= Chen Wei-ping =

Chinese diplomat

Chen Wei-ping (陳維屏), also known as W.P. Chen or Wei-ping Chen (July 30, 1876 – February 23, 1972), was a Chinese diplomat.

== Early life ==
He studied at Peking Methodist University, Ohio Wesleyan University, the University of Michigan and the University of Boston. He returned to China in 1916 and became involved with the Chinese Christian press and organisations.

== Career ==
He served as Consul General of the Republic of China in Australia from 1931 to 1935, when China did not have an ambassador to Australia. He was succeeded by Pao Chun-jien.

As consul, he sought to increase Chinese exports to Australia and to warn Australians about Japan's increasing militarism and aggression, including publishing books and pamphlets. He sought concessions surrounding the White Australia policy. He sought to allow Chinese immigrants to return to China and be replaced by a relative to continue operating their business.

A history of the Kuomintang in Australasia concluded that Chen "received a great deal of criticism from the community, as he was seen as being more concerned with (Kuomintang) party affairs than with improving the status of the Chinese in Australia."
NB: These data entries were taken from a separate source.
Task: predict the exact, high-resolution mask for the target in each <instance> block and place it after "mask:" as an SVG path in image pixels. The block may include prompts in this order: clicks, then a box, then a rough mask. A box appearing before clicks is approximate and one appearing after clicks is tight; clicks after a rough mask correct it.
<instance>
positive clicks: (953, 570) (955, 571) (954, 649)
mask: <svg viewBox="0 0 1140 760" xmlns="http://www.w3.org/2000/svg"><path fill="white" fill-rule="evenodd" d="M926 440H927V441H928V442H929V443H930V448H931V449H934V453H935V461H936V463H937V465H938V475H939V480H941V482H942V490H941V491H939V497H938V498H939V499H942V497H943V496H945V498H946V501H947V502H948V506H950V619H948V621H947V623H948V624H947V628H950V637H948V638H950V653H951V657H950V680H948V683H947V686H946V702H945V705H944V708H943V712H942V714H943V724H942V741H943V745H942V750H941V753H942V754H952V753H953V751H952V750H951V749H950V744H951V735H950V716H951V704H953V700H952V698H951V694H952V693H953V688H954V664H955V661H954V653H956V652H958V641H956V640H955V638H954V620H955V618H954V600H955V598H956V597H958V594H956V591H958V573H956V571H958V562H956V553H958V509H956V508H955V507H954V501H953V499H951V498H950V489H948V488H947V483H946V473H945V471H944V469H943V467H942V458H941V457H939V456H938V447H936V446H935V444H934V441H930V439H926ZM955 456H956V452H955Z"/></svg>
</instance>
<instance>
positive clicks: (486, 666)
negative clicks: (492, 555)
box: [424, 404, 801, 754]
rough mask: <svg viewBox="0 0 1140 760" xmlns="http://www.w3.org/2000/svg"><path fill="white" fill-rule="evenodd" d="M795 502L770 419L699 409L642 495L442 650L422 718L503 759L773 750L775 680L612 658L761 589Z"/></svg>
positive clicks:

He gave the inaugural George Ernest Morrison Lecture in Ethnology at Australian National University (expressing the "earnest hope that the Australian people will extend to my countrymen sympathy and trust and that the great nation of China may be united with the great Anglo-Saxon race to preserve the peace of the world.").

== Later years ==
He went to Taiwan in 1949, where he served as the chaplain for the Republic of China Armed Forces. He often visited the United States at the invitation of various church groups there, giving lectures throughout the country. In later life, Chen became known as pastor of Shih-Ling Church near Taipei, where Chiang Kai-shek and his family attended services, as they had in Nanjing where he was their personal minister. He died in Taipei in 1972.